Spawning cycles and habitats for ballyhoo (Hemiramphus brasiliensis) and balao (H. balao) in south Florida.
Combined landings of two halfbeaks species, ballyhoo (Hemiramphus brasiliensis) and balao (H. balao), constitute a small but valuable bait fishery in south Florida (Berkeley et al., 1975; McBride et al., 1996). Both species occupy coastal pelagic habitat in association with coral reefs (Starck, 1968; Nybakken, 1997). During the 1990s two changes in the halfbeak fishery occurred that caused concerns regarding the exploitation levels in this fishery (McBride, 2001). First, geographic shifts occurred when halfbeak fishing expanded from the Atlantic Ocean into the nearshore waters north of the Florida Keys, an area known as Florida Bay. Second, changes in statewide net fishing regulations (1) created concerns that the net fishermen displaced from other fisheries might preferentially enter the halfbeak fishery, thereby increasing halfbeak fishing effort. These two changes could have specific consequences on halfbeak reproductive output. For example, because some fishermen viewed Florida Bay as a spawning or nursery ground for halfbeaks, it was of interest to learn exactly how concentrated spawning might be in Florida Bay and whether spawning occurred outside Florida Bay. In addition, because halfbeak landings are dominated by a single species, ballyhoo (Berkeley et al., 1975; McBride et al., 1996), it could be argued that these changes in the fishery could dis-proportionally affect spawning by the less abundant, and potentially more vulnerable target species, balao.
Both ballyhoo and balao are distributed widely in the western and eastern Atlantic Ocean (Collette, 1965), but no study has defined their spawning grounds. Berkeley and Houde (1978) described both species to be small (<32 cm fork length) summer-spawners that rarely live past two years, but in terms of spatial coverage, they collected fish principally from the Miami, Florida, area. We reviewed reports on regional ichthyoplankton collections (e.g. Powell et al., 1989; Limouzy-Paris et al., 1994) and found that the numbers of halfbeak eggs and larvae were too few for characterizing the spawning grounds. Moreover, Berkeley and Houde (1978) suggested that standard ichthyoplankton survey data would underestimate the abundance of halfbeak eggs or larvae for three reasons. First, halfbeak eggs appear to attach to vegetation; therefore oblique tows may not target the appropriate habitats (i.e. benthic or floating vegetation) and halfbeak eggs would be completely lost if pleuston was discarded from ichthyoplankton samples. Second, halfbeak eggs hatch 8-9 days after fertilization and may disperse far away from spawning locations. Third, halfbeak larvae hatch at 5-7 mm and have pigmented eyes; therefore they appear capable of avoiding plankton nets. Various plankton sampling strategies could be developed to overcome these problems, but we chose an alternative to plankton sampling as a way to define halfbeak spawning grounds.

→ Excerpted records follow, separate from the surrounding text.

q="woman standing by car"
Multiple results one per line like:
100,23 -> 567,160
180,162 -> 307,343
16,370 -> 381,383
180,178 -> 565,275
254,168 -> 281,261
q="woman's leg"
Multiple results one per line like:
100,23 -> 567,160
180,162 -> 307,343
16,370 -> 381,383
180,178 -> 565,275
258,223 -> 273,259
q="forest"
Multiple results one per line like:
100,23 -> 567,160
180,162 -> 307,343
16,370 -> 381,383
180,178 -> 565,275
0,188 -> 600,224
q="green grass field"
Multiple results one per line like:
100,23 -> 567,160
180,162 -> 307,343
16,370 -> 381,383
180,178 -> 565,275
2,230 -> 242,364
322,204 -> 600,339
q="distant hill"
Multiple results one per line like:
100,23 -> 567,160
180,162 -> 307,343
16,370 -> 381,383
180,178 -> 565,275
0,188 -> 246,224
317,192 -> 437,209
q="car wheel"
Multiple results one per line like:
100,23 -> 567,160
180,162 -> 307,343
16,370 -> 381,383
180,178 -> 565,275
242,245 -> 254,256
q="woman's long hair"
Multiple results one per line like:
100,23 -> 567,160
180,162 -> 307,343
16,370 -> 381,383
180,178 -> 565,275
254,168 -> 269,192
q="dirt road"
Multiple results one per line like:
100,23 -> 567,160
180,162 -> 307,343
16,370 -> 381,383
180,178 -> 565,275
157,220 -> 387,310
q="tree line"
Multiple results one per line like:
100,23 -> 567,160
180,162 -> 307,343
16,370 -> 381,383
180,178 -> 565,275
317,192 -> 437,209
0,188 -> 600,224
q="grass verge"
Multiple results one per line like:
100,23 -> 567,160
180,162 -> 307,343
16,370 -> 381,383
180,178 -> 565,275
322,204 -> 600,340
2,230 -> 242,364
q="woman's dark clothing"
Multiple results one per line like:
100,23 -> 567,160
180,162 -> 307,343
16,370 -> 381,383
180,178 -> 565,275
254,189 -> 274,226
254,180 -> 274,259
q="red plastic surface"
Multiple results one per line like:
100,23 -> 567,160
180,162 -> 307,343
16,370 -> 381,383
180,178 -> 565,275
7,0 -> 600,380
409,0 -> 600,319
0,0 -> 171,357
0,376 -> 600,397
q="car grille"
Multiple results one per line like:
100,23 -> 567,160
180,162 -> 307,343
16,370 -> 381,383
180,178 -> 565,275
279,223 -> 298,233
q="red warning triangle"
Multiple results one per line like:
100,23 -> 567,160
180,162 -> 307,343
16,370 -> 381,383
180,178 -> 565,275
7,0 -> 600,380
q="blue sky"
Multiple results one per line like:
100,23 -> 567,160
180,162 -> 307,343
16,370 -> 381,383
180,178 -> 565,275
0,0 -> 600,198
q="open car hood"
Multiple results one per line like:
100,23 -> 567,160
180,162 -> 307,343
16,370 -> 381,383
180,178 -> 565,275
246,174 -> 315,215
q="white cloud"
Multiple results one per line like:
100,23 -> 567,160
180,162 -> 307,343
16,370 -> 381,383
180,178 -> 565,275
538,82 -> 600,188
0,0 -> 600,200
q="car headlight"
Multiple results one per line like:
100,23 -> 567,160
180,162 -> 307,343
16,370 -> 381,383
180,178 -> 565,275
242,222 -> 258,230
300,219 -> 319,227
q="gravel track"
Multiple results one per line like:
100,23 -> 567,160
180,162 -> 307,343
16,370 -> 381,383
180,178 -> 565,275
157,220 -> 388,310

In this study, we used collections of adult ballyhoo and balao to define each species' spawning grounds in south Florida. Analyses of gonad histological preparations identified a discrete range of gonadosomatic indices (GSI) for females that were ready to spawn within hours, and the locations of these fishes were plotted by using geographic information system (GIS) software (ArcView, version 3.3., Environmental Systems Research Institute, Inc., Redlands, CA). This synthesis of GIS and GSI data was used to map the spawning grounds of ballyhoo and balao.
Materials and methods
Sampling occurred throughout the south Florida commercial halfbeak fishing grounds, from Palm Beach to the Marquesas Keys (Fig. 1A). The area immediately surrounding Vaca Key was well sampled, but other sections of the middle Florida Keys were not because commercial fishermen used only six fishing ports and their day trips were of limited range. Few samples were obtained from the Palm Beach area because net fishing is no longer allowed in much of this area (McBride, 2001). Halfbeak fishing trips by commercial fishermen were monitored from November 1995 to April 1999 by an onboard biologist during as many as four trips per month. A subsample of fish from the first successful net (a lampara net) set, and occasionally from later sets within a day, was obtained by filling a 5-gallon bucket from the catch as it was transferred from the net to holding boxes. This bucket held 100 to 200 halfbeaks, and these fishes were kept on ice and brought back to the laboratory for processing.
[FIGURE 1 OMITTED]
Fishery-independent collections were made by using cast nets and small hooks (sabiki rigs) in the middle Florida Keys. This sampling was specifically designed to include inshore areas where lampara net fishermen could not fish because of regulations associated with Florida's net limitation referendum. (1) The target number of these fishery-independent trips from July 1997 to October 1998 was four per month, and the target sample size for each trip was twelve fish. Additional fishery-independent sampling occurred in the springs of 1997, 1998, and 1999.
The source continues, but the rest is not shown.